5) The Downside of Saving
For savers, a difference in how much they can save may also occur. With lower interest rates, savings accounts may not accumulate as much interest earnings as they would have before. While savers may not observe a large deficit in interest returns, it will impact them none-the-less.
As you can see the lower rates will not necessarily mean that all things will be rosy for borrowers across the board. While it will bring about some positive aspects for many, for others there will be some potential downsides.
Overall, many experts in the financial field may see this interest rate cut as a sign that Canadians should still remain cautious about borrowing. Since this decrease is linked to a shaky economy, then borrowing too much could lead to further debt. Another point associated with this argument reflects the fact that interest rates will increase . . . eventually and with a lot of debt on our plates, when do rates go up, we may find it difficult to manage our finances.
On the other side of this discussion is the fact that if you do require a loan, then this may be an ideal time to take advantage of the lower rate.
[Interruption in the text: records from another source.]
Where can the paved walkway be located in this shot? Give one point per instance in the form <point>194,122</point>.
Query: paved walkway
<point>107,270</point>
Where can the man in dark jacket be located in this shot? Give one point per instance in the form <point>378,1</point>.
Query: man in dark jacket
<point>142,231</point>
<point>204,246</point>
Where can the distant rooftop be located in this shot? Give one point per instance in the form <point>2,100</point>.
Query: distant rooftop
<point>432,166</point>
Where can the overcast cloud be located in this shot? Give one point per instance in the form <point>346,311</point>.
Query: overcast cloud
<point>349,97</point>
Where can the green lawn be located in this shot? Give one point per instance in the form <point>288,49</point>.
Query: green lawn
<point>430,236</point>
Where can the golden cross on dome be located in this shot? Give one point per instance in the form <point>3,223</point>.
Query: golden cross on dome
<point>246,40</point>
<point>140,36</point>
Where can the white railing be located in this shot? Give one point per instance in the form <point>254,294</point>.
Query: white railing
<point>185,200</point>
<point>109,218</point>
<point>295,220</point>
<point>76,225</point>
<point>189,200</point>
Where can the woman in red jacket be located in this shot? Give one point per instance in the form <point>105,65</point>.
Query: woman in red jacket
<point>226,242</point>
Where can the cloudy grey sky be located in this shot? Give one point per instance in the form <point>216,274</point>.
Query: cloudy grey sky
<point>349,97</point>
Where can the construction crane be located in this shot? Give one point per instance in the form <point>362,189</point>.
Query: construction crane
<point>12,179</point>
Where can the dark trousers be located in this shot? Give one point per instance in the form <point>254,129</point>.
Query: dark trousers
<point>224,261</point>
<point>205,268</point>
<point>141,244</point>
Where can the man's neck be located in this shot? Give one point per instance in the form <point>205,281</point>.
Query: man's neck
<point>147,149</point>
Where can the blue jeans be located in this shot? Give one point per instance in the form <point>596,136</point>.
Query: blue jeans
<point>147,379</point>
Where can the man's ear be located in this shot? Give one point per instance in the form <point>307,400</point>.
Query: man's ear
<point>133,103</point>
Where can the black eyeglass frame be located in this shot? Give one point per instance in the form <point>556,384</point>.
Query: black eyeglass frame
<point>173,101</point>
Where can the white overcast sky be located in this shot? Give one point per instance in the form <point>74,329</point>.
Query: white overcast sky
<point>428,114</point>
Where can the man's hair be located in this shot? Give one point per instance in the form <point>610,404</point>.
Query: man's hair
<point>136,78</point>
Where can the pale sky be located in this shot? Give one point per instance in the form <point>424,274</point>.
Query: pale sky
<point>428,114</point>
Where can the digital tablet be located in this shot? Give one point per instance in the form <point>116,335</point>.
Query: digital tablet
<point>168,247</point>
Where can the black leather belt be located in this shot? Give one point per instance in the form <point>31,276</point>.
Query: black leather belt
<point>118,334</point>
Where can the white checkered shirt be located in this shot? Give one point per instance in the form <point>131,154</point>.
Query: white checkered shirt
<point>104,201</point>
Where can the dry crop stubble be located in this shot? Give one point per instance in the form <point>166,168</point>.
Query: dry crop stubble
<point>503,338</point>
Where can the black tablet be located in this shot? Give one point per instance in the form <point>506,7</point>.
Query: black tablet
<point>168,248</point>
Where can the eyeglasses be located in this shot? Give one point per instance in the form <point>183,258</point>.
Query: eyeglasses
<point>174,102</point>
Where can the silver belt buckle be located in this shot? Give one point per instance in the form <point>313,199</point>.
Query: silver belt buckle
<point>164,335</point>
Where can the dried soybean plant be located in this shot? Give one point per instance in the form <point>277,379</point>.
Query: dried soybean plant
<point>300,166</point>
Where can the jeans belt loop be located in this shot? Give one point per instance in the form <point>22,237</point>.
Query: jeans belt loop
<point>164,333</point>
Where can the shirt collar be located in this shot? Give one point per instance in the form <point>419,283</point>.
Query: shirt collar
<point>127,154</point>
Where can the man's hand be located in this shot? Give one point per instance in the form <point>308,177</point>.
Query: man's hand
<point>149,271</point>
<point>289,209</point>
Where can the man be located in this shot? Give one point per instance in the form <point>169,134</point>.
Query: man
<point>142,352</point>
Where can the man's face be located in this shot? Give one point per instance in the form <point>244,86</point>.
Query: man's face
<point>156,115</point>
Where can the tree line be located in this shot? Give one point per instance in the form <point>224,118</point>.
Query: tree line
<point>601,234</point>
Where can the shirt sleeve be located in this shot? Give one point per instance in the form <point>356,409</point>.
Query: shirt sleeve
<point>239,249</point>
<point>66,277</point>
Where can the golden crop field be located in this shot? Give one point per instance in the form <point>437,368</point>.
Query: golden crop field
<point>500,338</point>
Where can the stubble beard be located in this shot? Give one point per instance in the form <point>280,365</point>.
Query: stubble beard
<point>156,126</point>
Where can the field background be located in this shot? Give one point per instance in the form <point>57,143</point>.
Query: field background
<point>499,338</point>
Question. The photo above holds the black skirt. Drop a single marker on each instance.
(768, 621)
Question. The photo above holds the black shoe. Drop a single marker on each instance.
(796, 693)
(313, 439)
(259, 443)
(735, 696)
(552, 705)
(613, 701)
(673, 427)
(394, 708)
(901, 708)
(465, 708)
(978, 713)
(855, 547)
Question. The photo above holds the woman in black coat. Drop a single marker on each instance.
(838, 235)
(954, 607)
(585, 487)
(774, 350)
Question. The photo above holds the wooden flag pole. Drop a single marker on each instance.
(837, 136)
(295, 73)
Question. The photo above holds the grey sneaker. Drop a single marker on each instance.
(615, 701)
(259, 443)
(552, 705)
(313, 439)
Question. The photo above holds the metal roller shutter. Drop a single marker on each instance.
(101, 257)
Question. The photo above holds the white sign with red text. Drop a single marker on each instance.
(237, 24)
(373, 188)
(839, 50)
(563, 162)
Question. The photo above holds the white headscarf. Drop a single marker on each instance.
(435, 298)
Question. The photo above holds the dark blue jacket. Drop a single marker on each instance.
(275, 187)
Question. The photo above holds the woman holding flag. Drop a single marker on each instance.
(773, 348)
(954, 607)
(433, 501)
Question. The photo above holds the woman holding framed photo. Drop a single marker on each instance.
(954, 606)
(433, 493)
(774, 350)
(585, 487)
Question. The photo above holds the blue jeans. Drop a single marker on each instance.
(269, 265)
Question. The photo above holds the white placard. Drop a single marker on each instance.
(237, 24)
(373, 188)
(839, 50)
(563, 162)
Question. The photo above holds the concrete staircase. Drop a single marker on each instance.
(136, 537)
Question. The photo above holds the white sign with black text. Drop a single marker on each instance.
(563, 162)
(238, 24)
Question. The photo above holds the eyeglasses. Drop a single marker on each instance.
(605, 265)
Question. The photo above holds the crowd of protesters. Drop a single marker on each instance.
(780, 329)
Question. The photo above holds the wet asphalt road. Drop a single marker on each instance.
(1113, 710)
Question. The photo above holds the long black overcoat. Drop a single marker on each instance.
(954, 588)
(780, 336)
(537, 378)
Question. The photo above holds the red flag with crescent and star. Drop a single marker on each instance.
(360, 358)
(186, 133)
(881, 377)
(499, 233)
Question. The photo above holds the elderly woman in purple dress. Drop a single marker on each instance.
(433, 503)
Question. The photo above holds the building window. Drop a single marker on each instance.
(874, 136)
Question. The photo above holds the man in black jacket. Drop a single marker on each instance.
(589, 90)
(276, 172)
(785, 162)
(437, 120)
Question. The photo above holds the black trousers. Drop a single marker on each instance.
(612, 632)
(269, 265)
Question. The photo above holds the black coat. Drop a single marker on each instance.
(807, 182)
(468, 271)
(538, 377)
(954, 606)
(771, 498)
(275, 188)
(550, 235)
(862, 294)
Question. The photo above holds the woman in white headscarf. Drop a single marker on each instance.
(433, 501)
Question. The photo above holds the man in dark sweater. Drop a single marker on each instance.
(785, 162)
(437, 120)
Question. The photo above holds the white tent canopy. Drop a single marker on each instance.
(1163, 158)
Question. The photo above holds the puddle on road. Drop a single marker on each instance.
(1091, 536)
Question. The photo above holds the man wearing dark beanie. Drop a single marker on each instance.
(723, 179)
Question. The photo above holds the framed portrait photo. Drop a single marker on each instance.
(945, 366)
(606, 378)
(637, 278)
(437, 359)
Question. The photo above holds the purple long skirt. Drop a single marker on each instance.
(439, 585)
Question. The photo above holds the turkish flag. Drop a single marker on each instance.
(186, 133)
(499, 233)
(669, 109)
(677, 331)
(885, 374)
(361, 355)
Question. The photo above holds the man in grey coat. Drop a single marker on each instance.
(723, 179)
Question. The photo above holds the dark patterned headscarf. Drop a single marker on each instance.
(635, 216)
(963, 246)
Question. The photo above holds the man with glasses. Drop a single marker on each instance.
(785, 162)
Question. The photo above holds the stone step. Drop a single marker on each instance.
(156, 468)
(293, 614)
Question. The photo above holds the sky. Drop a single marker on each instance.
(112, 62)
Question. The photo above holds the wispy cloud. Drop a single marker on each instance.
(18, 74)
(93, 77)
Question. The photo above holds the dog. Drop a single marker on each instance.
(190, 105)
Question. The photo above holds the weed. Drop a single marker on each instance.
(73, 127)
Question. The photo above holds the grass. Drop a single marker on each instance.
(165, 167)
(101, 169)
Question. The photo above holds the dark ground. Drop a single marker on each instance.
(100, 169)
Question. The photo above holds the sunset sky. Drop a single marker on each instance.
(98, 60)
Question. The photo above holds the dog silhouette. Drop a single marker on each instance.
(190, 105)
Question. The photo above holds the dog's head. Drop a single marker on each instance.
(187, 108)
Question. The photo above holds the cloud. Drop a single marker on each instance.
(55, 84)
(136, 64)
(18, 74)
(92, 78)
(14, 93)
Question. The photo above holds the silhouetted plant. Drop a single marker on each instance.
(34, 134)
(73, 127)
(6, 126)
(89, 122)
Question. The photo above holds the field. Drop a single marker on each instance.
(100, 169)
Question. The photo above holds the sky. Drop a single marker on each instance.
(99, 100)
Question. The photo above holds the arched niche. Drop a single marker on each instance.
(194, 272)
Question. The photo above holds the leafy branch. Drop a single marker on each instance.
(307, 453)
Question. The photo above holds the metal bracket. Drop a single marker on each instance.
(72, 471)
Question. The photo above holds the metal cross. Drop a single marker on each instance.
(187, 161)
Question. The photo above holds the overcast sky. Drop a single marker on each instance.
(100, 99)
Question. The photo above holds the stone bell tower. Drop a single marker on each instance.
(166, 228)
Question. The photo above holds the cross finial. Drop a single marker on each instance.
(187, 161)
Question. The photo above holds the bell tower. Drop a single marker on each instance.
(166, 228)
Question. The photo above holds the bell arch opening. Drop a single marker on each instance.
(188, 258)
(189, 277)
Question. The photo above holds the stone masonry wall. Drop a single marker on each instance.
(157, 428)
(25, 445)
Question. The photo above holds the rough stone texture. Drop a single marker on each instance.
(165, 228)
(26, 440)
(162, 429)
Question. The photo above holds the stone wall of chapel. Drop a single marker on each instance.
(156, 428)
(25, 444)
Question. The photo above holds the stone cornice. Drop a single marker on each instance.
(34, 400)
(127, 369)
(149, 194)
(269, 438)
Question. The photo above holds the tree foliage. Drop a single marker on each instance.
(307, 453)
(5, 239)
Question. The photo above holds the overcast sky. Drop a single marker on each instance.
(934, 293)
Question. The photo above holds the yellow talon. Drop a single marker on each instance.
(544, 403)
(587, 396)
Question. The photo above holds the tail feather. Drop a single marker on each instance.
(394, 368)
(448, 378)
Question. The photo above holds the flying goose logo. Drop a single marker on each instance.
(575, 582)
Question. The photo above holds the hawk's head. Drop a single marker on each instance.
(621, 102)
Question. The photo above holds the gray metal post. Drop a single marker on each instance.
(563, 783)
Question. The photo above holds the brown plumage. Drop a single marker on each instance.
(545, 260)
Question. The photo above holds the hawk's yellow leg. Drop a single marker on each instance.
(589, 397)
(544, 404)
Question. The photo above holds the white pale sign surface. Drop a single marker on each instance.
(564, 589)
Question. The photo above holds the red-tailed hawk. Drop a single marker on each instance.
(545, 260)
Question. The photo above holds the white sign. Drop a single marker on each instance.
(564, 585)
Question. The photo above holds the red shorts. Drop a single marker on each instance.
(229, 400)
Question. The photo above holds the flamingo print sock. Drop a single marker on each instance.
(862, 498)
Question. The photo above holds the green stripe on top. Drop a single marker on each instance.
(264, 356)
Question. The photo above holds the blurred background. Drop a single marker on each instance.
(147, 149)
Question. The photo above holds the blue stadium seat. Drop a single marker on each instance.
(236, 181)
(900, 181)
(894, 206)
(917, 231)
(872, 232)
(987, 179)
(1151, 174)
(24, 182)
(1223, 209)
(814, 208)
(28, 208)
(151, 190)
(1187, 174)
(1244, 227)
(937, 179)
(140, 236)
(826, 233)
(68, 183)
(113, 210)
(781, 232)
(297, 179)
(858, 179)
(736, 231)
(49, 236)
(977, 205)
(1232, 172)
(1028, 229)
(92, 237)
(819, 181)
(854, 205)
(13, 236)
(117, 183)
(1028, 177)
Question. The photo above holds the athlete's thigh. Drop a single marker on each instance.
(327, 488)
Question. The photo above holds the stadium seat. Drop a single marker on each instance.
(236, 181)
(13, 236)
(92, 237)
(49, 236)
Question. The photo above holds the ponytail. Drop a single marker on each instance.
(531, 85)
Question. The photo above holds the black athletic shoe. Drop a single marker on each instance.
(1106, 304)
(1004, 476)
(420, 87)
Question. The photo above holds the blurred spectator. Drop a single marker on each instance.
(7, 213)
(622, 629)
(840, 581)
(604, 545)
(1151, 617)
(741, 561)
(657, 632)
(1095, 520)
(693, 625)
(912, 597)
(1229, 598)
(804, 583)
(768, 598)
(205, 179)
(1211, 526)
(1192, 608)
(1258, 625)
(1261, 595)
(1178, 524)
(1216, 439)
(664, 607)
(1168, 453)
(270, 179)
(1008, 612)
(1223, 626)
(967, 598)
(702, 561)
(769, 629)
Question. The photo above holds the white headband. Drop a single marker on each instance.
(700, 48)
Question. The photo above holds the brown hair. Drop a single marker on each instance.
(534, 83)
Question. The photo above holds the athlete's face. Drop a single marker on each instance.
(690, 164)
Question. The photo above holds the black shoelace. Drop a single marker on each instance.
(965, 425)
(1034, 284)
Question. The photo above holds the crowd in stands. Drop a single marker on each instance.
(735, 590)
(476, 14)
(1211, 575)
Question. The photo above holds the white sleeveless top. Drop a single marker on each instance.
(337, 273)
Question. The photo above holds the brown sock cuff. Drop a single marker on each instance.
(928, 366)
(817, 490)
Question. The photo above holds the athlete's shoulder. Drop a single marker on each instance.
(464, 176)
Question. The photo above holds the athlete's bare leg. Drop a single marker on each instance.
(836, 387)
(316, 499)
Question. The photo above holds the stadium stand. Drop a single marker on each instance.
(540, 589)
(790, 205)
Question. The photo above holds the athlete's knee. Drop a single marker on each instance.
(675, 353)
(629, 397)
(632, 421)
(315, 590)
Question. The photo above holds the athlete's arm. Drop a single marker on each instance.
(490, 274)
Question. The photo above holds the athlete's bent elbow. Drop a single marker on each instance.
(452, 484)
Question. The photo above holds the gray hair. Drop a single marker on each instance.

With that being said, again the word caution comes to mind as overspending and over-borrowing often fall into the same category where debt is concerned.
If you do want to try and get rid of some of your debt – now may be the time while lower rates still exist. If your plan is to commit to getting rid of your debt, whenever interest rates go up or you need to borrower some more money, you will be in a much better position to handle these financial responsibilities.